Although arguably not as popular now as in years past, trading card games still attract a pretty large crowd. Many pretenders have attempted to usurp the role that Pokemon, Yu-Gi-Oh, and Magic: The Gathering have filled for over a decade. One card game, however, is trying something new.
Phylo, or Phylomon as its lovingly referred to by its community, is an altogether unique trading card game for several reasons. First of all, it does not revolve around fictional creatures, demons, monsters, or other fantastic creations. Instead, Phylo is a game about the very real creatures already in existence on Earth. The game explores the theme of biodiversity by incorporating tons of species form each kingdom of life and across the far reaches of the globe. The second reason that Phylo is unique is because it is an entirely open-sourced project. Each of the cards created for the game are designed by members of the Phylo community and each drawing is created by volunteer artists.

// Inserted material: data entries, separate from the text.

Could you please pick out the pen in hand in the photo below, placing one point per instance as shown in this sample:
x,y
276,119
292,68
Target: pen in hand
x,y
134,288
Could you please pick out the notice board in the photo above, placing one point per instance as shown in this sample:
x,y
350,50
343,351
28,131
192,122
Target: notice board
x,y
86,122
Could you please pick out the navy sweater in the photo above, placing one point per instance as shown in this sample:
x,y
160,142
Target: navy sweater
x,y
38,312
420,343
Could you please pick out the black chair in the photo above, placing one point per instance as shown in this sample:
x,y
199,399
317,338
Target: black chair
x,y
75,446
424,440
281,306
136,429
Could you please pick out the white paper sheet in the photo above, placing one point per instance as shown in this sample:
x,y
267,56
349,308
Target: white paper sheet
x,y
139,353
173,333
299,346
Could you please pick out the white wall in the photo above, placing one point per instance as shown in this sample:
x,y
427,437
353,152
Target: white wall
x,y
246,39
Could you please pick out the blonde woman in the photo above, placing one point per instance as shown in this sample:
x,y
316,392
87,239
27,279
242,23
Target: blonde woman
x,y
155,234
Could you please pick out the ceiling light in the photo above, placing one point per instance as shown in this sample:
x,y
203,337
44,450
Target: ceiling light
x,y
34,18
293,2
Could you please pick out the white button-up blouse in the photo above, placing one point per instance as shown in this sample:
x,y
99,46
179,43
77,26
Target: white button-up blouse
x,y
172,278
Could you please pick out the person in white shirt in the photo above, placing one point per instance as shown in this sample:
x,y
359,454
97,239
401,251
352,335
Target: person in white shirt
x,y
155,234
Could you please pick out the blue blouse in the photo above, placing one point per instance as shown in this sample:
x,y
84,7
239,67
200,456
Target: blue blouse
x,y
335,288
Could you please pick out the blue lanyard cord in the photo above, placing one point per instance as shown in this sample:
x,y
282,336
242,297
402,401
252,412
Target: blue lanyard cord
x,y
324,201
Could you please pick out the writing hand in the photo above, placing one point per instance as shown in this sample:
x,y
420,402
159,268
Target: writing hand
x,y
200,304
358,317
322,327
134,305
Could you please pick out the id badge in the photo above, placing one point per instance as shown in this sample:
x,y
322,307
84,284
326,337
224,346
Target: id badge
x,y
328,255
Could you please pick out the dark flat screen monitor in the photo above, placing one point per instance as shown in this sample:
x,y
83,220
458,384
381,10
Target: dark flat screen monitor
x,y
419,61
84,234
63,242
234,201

Everything about Phylo depends upon its community from the creation of the cards to drafting of the rules. Because of this, it is obviously not commercialized like the card game behemoths mentioned above and is more suited to volunteer organizations, schools, universities, or environmentally minded card game enthusiasts. Anyone is free to download a deck of cards (or build a custom deck), print them out, and play. While some people might not find the idea of a card game with regular plants, animals, fungi, and microorganisms too exhilarating, it is definitely a unique take on the genre. While most trading card games task players with defeating an opponent’s creatures, Phylo requires players to build a stable ecosystem while attempting to sabotage that of the opponent. This can be done using different event cards, parasite cards, or invasive species cards which will negatively affect the opponent’s ecosystem, scoring the player points. There are also other rule sets for players who want to mix things up, and players are encouraged to create their own rules or submit other game types to the Phylo community.
In the end, however, what it really comes down to is any card game with a Bacterial Growth card (above) is alright in my book. If you’d like to give Phylo a shot, you can head over to their site, where you can print cards, learn the rules, or even contribute to the game if the mood strikes.